1937 film by Frank McDonald

The Adventurous Blonde is a 1937 American comedy mystery film directed by Frank McDonald and starring Glenda Farrell, Barton MacLane and Anne Nagel. It was written by Robertson White and David Diamond. The film is the third in the Torchy Blane series and was released on November 13, 1937, by Warner Bros. Pictures.

==Plot==
Torchy Blane is handed a telegram, which she reads before realizing that it was intended for Theresa Gray, the woman sitting next to her on the train. Torchy's own telegram is from her boyfriend detective Steve McBride announcing that he will have a minister waiting to marry them when she arrives at the station.

Rival reporters Mat, Dud, Mugsy and Pete, who are jealous of Torchy's success and fear that her marriage to Steve will prevent them from acquiring news tips from the police department, play a practical joke on her. The reporters hire an actor to play dead and they phone Steve with the news. They hope that Torchy will report the death and that a second paper owned by publisher Mortimer Gray will embarrass her by printing the truth. A fake broadcast comes to Steve and Torchy while driving to the minister in Steve's police car. They hurry to the scene of the crime and Torchy phones the story into her newspaper.
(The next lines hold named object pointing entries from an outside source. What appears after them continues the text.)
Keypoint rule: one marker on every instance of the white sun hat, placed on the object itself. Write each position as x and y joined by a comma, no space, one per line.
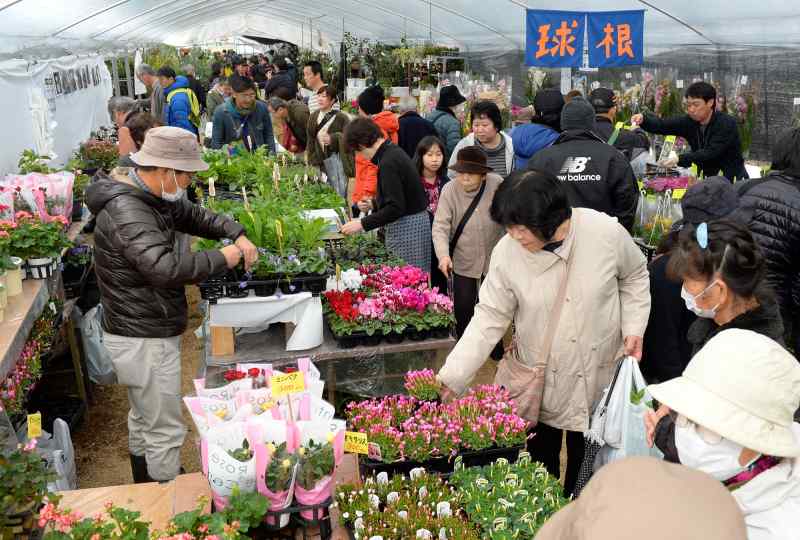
743,386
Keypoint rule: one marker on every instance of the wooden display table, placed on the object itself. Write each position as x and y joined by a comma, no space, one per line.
157,502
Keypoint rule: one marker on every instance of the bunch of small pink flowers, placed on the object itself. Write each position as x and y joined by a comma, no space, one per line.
422,384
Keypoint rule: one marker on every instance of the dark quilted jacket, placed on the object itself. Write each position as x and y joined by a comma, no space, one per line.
771,208
140,272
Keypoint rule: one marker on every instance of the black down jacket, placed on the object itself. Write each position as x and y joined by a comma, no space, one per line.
140,271
596,175
770,206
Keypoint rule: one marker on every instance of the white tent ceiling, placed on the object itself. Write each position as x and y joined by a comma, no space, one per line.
471,25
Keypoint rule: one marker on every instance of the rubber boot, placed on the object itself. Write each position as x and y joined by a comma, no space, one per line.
139,470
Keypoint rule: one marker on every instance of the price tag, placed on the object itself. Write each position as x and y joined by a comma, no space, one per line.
34,425
287,383
356,443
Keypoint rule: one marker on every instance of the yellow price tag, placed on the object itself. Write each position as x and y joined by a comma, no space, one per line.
34,425
355,442
287,383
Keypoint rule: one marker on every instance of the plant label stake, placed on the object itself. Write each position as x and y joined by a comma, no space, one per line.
356,443
34,425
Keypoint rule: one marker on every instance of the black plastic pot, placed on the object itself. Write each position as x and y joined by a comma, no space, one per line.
266,288
235,291
291,286
393,338
439,465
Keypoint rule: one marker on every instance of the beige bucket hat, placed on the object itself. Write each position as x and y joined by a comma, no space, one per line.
643,497
171,148
743,386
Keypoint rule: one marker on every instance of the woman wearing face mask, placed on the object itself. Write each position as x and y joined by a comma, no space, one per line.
446,118
572,324
487,125
722,270
735,404
400,204
464,233
432,168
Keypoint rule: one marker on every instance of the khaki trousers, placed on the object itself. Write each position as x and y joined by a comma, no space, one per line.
151,369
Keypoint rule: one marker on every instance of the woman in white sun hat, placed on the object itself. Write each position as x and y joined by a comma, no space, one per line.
735,403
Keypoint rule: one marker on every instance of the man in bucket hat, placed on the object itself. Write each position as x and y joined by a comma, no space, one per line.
735,404
142,274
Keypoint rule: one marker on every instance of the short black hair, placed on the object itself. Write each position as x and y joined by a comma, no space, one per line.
490,110
731,250
423,148
316,67
361,133
281,63
701,90
166,71
283,92
242,84
328,90
786,152
532,198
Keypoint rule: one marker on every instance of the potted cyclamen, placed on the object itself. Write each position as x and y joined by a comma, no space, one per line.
24,477
40,242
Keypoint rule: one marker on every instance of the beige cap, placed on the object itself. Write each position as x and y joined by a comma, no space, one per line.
743,386
171,148
643,497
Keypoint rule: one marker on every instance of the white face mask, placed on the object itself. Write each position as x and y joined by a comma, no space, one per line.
720,460
179,191
691,303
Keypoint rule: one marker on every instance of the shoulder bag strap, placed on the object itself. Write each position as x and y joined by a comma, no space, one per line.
468,214
555,313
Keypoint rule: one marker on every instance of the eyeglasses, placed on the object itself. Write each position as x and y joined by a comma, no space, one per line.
706,434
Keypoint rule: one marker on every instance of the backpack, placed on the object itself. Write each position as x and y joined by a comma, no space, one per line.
194,105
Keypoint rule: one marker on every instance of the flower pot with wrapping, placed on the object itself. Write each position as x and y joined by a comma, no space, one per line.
42,267
14,277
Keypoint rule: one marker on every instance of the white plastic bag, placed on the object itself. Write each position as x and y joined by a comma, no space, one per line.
98,359
624,433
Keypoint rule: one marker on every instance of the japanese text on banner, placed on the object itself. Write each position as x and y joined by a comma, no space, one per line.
554,38
616,38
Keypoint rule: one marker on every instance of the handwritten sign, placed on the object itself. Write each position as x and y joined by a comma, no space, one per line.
356,443
554,38
616,38
34,425
287,383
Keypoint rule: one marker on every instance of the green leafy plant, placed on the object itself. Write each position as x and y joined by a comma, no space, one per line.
316,461
34,238
508,500
30,162
243,453
24,476
280,468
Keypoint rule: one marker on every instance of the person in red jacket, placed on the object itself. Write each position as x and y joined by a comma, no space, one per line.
370,105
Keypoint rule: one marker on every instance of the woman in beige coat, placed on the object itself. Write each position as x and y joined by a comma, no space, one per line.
604,312
467,258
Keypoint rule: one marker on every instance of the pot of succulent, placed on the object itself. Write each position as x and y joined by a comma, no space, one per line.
24,476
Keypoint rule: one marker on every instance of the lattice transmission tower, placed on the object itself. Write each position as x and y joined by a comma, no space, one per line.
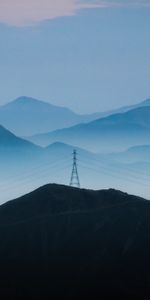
74,181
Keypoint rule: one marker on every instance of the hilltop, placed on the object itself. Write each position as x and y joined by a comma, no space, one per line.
63,242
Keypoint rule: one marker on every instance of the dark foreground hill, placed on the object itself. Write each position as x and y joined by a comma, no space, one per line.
64,243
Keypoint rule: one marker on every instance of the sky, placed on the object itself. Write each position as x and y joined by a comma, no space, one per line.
87,55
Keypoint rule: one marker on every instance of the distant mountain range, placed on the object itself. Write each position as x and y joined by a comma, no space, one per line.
60,242
25,166
117,132
11,145
26,116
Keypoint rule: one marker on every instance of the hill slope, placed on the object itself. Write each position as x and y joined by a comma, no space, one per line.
64,242
114,133
10,142
26,116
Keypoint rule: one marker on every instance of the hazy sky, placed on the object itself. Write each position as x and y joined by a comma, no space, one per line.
87,55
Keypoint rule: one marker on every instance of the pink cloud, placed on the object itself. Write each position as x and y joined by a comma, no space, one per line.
28,12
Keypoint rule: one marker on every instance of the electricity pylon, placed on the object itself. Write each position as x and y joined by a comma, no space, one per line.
74,181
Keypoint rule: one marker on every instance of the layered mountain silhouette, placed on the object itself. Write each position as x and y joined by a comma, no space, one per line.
11,144
60,242
25,166
114,133
27,116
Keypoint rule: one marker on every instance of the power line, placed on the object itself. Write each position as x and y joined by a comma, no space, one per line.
74,181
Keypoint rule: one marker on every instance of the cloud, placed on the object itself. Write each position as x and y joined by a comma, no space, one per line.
28,12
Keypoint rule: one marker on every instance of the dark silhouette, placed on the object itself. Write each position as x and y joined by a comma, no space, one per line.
62,242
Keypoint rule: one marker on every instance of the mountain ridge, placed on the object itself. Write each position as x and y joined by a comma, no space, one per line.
89,243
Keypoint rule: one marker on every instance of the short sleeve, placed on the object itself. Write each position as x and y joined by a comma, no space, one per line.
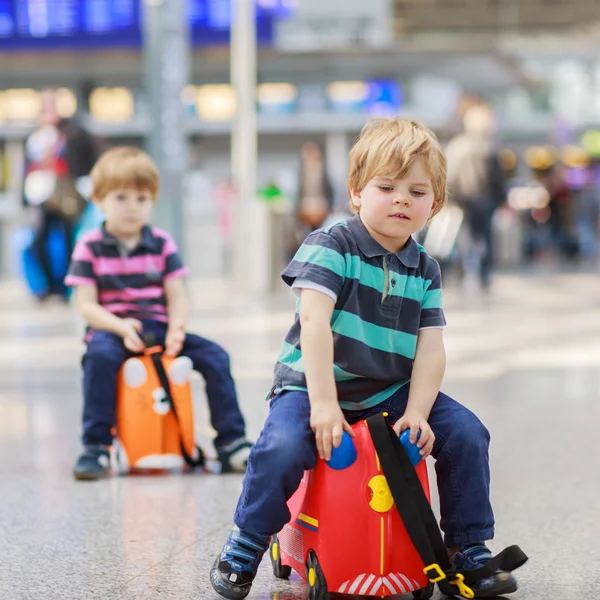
174,266
81,267
432,312
320,260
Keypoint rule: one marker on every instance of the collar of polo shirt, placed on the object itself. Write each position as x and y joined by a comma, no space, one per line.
148,240
408,256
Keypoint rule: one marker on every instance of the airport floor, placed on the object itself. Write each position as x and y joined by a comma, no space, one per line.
526,359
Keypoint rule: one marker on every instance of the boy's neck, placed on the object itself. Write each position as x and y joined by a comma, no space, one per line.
129,240
393,245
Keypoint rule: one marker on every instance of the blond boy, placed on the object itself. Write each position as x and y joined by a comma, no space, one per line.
129,281
367,338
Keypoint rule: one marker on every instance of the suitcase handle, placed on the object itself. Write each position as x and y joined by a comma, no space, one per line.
155,353
418,518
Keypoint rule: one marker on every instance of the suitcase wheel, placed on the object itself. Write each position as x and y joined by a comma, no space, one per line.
425,593
317,585
121,465
280,571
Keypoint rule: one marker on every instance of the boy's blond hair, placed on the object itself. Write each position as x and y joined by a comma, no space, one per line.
388,147
124,167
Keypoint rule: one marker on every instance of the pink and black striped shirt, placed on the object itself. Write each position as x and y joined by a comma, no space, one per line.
130,284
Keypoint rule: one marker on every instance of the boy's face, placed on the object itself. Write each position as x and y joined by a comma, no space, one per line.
127,210
393,209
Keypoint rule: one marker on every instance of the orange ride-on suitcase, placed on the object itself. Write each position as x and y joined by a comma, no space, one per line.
155,418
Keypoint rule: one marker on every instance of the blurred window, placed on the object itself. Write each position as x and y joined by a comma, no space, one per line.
20,104
216,103
277,97
66,102
112,104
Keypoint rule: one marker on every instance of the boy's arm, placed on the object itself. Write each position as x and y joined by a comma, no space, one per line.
177,312
427,374
316,340
97,317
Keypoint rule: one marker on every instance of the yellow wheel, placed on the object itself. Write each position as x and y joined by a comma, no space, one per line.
279,570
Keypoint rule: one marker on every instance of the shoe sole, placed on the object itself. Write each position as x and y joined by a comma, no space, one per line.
507,587
88,476
225,588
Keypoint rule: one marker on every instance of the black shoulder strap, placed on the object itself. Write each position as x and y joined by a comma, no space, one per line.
164,382
417,516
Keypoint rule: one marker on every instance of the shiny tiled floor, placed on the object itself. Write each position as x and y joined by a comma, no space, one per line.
526,359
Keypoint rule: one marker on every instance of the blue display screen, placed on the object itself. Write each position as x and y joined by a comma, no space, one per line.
30,24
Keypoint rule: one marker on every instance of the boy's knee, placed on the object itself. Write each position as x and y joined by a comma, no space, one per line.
471,432
104,355
288,451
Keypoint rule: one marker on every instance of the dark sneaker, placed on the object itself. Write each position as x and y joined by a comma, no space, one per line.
235,568
93,463
473,557
234,456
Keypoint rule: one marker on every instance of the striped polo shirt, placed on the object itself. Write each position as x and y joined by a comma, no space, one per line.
382,300
130,283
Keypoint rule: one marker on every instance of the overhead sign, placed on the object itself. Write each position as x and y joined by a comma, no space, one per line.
30,24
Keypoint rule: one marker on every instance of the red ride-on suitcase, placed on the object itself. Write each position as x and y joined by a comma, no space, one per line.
345,534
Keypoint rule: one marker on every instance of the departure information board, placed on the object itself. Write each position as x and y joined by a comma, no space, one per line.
30,24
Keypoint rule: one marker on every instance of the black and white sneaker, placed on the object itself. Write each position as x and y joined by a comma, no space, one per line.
94,463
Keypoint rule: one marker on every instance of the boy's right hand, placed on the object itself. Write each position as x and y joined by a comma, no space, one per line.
129,332
328,424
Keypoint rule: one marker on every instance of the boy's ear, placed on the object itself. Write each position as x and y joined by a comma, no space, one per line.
355,198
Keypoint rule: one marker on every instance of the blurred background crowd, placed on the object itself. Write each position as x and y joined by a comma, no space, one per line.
511,87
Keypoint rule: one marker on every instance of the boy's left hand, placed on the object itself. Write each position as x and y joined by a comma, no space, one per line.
417,422
174,341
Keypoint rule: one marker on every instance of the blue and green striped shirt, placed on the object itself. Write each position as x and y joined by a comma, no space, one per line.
382,300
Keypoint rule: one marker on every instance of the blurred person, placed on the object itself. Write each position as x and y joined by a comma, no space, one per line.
315,193
57,153
129,280
552,224
476,183
332,373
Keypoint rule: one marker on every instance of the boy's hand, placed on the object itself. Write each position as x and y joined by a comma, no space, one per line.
174,341
328,423
417,422
129,332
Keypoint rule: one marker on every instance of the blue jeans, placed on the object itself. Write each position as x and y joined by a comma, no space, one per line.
286,447
106,353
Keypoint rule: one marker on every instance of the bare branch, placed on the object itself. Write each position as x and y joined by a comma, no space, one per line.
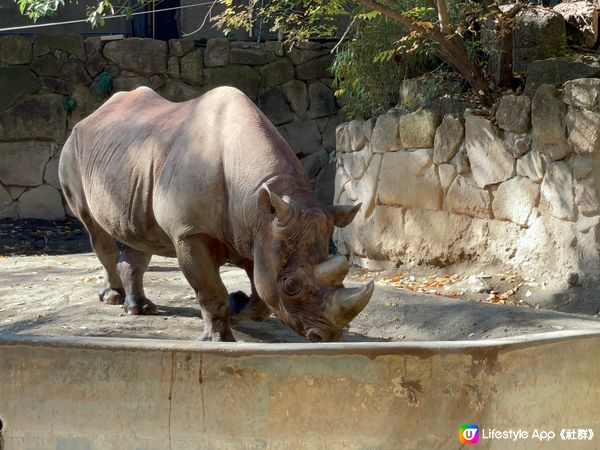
343,36
206,17
443,16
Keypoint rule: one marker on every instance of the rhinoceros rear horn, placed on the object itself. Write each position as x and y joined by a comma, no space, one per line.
333,271
348,302
270,202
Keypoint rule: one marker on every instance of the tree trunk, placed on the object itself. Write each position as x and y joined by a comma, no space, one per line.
451,43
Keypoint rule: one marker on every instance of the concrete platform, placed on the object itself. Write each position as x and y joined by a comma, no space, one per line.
105,393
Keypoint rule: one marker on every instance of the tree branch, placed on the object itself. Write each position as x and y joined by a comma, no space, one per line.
444,18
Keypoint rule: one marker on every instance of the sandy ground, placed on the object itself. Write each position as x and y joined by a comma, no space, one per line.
57,295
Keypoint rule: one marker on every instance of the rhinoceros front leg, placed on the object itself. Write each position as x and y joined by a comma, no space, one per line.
242,307
198,258
131,267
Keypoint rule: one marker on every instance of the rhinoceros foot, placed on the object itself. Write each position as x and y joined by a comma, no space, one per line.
139,305
112,296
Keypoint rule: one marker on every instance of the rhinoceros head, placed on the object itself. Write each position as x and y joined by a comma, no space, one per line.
293,273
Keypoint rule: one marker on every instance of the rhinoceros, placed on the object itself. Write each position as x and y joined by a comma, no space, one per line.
208,181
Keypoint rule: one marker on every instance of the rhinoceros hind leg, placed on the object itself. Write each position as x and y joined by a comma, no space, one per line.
112,296
198,258
131,267
105,248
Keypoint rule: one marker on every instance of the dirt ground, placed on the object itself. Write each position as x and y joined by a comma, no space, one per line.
50,280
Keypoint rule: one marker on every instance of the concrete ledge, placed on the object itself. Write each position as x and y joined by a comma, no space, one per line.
104,393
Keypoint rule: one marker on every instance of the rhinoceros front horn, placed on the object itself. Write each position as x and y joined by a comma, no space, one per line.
333,271
348,302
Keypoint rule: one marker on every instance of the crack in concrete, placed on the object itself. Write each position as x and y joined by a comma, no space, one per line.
172,381
201,381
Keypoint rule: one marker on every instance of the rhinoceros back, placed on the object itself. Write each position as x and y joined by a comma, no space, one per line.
148,170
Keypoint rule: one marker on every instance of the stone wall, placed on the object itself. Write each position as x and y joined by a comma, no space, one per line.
517,188
50,82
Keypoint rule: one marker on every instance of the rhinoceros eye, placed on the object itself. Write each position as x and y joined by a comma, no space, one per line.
291,285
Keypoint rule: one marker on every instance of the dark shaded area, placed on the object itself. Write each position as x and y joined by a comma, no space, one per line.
37,237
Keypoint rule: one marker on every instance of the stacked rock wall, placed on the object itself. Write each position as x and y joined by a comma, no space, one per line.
50,82
518,188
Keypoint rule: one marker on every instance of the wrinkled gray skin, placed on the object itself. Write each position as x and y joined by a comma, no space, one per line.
207,181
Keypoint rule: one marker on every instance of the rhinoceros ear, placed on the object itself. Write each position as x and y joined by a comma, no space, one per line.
271,203
343,215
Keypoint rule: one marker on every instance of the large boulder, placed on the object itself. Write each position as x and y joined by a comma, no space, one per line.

An extra edition headlining the murder is quickly on the streets, and the opposition newspapers print a denial of Torchy's story.

However, the hoax victim Harvey Hammond has actually been murdered and Torchy once again has beat other reporters to the story. Suspects in Harvey's death including actress Grace Brown, Grace's boyfriend Hugo Brand and Theresa Gray, Hammond's former lover. Torchy frames Theresa for the murder in order to force a confession from Theresa's husband Mortimer. It was Mortimer, who knew about the proposed joke and was jealous of his wife's relationship with Hammond, who seized the opportunity to kill him. He confessed to the crime before taking a dose of poison. Cleared of any suspicion, Hugo and Grace are married by Torchy's waiting magistrate, and Torchy and Steve postpone their wedding once again.

==Home media==
Warner Archive released a DVD box-set collection featuring all nine Torchy Blane films on March 29, 2011.